Running Pipelines

Overview

Running a pipeline executes all configured data type mappings, pulling data from your Collector sources and loading it into your Entegrata data warehouse. Pipelines can run manually on-demand or automatically based on configured triggers.

Execution Modes

Entegrata supports two pipeline execution modes:

Standard Run

A standard run executes the pipeline and writes data to your production data warehouse. Use this for:

Production data processing
Scheduled automatic executions
Final data loads after validation

Dry Run

A dry run executes the pipeline logic without writing data to the warehouse. Use this for:

Testing new pipelines before deployment
Validating field mappings
Troubleshooting errors
Verifying source data quality

Always perform a dry run before deploying a new pipeline or after making significant mapping changes. This helps catch errors without impacting production data.

Running a Pipeline Manually

Navigate to Pipeline List

Locate the Pipeline

Find the pipeline you want to run using the search bar or by browsing the list.

Check Pipeline Status

Before running, verify the pipeline status:

Draft: Pipeline must be deployed before running
Deployed: Ready to run
Running: Already executing (wait for completion)
Paused: Can be run manually even when paused

If the pipeline is already running, you cannot start another execution. Wait for the current run to complete.

Open Actions Menu

Click the three-dot menu (⋮) in the Actions column for the pipeline.

Select Run or Dry Run

From the actions menu, choose:

Run - Execute with data writes (production run)
Dry Run - Execute without data writes (test run)

Confirm Execution

After selecting Run or Dry Run, the pipeline execution begins immediately. You’ll see:

Success message confirming the job was queued
Pipeline status changes to Running
Execution start time is recorded

Monitor Execution

While the pipeline runs, monitor its progress:

Status badge shows “Running” with progress indicator
Click the pipeline name to view detailed logs
Refresh the page to see updated status

View Results

Once execution completes, the status updates to:

Success (green badge) - Completed without errors
Failed (red badge) - Encountered errors

The “Last Run” column shows the execution timestamp.

Scheduled Execution

Pipelines with scheduled triggers run automatically without manual intervention.

Configuring Schedules

When creating or editing a pipeline, select Scheduled as the trigger type and provide a cron expression: Common Schedules:

0 0 * * * - Daily at midnight
0 2 * * * - Daily at 2 AM
0 */6 * * * - Every 6 hours
0 9 * * 1-5 - Weekdays at 9 AM
0 0 1 * * - First day of each month at midnight

Scheduled pipelines must be in Active status to run automatically. Paused or Draft pipelines won’t execute on schedule.

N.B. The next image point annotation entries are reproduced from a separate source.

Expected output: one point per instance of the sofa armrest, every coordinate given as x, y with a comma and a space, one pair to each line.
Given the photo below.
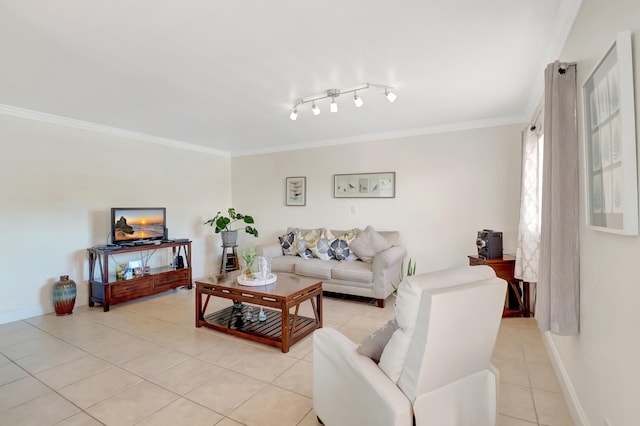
350, 389
269, 250
389, 257
387, 271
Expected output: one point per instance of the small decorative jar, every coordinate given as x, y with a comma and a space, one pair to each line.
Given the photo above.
64, 295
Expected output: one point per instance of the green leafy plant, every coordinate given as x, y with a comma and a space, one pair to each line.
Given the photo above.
223, 222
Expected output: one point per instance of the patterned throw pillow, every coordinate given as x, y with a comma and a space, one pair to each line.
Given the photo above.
301, 244
339, 247
288, 242
320, 246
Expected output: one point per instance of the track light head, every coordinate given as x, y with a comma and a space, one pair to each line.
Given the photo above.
390, 95
357, 100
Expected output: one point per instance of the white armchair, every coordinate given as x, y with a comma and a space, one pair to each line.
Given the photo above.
436, 366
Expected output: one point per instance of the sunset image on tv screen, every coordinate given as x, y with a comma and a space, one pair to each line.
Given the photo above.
138, 224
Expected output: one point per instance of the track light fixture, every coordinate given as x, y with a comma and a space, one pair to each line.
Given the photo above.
357, 100
390, 95
334, 93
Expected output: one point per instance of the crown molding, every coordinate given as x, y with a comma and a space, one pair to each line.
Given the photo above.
562, 25
108, 130
444, 128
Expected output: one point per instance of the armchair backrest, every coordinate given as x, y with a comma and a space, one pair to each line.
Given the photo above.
454, 336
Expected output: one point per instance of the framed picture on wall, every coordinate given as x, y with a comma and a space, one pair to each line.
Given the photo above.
365, 185
296, 191
610, 142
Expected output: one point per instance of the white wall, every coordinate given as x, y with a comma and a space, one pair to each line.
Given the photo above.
57, 185
601, 365
448, 187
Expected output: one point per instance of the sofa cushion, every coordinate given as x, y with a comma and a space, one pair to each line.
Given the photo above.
302, 242
288, 242
374, 344
285, 263
369, 243
320, 245
339, 246
316, 268
353, 271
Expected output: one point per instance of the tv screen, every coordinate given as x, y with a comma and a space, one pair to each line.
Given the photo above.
137, 223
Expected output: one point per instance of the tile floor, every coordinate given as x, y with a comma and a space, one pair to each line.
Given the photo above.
144, 363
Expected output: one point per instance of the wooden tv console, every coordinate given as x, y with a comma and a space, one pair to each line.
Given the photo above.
104, 288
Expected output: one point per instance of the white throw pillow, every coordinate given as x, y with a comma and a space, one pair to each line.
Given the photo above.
368, 243
375, 343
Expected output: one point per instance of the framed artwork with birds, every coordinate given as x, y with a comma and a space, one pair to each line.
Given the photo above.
365, 185
296, 191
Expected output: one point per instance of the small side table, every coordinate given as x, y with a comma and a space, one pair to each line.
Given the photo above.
229, 261
505, 268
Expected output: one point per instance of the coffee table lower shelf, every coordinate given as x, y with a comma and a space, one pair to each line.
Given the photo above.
268, 332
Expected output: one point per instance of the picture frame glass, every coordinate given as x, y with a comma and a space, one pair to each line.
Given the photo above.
609, 142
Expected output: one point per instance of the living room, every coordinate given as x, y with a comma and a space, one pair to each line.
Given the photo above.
60, 179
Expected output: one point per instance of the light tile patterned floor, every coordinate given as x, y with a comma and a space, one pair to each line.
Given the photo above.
145, 363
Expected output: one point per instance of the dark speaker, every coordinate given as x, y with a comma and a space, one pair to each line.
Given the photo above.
489, 244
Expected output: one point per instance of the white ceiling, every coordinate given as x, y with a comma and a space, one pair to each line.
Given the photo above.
223, 76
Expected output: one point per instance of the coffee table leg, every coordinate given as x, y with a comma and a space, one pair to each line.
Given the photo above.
285, 329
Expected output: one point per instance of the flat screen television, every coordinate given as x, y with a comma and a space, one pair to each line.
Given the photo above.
130, 224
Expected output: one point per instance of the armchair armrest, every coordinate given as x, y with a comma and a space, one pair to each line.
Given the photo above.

Managing Scheduled Pipelines

To control scheduled execution:

Pause - Temporarily disable automatic runs (pipeline remains deployed)
Activate - Re-enable automatic runs
Edit Schedule - Modify the cron expression through trigger settings

Managing Pipeline Status

Learn how to pause and activate pipelines

Event-Driven Execution

Event-driven pipelines run automatically when specific events occur, such as:

New data detected in source systems
External API calls or webhooks
Completion of upstream pipelines
Manual triggers from external systems

Event-driven execution requires additional configuration with your Collector and may not be available for all data sources. Contact your administrator for setup assistance.

Execution Monitoring

Understanding Status Indicators

Success

status

Pipeline completed without errors. All data types processed successfully.

Running

status

Pipeline is currently executing. Check back for completion status.

Failed

status

Pipeline encountered errors during execution. Review logs for details.

Pending

status

Pipeline is queued for execution but hasn’t started yet.

Execution Metrics

Key metrics to monitor: Execution Time

How long the pipeline took to complete
Helps identify performance issues or bottlenecks

Row Counts

Rows read from each source
Rows written to each data type
Helps validate data volumes

Success Rate

Percentage of successful vs. failed runs
Indicator of pipeline stability

Last Run Time

When the pipeline last executed
Helps verify schedules are working

Force Run vs. Incremental Run

Force Run (Full Refresh)

Processes all data from sources, regardless of when it was last processed. Use for:

Initial pipeline deployment
After structural changes to mappings
Recovery from errors
Data quality fixes

Full refresh runs can be time-consuming and resource-intensive for large datasets. Use sparingly in production.

Incremental Run (Default)

Processes only new or changed data since the last successful run. Use for:

Regular scheduled executions
Efficient ongoing data synchronization
Minimizing processing time and costs

Incremental processing requires proper configuration of change tracking or timestamp fields in your source data.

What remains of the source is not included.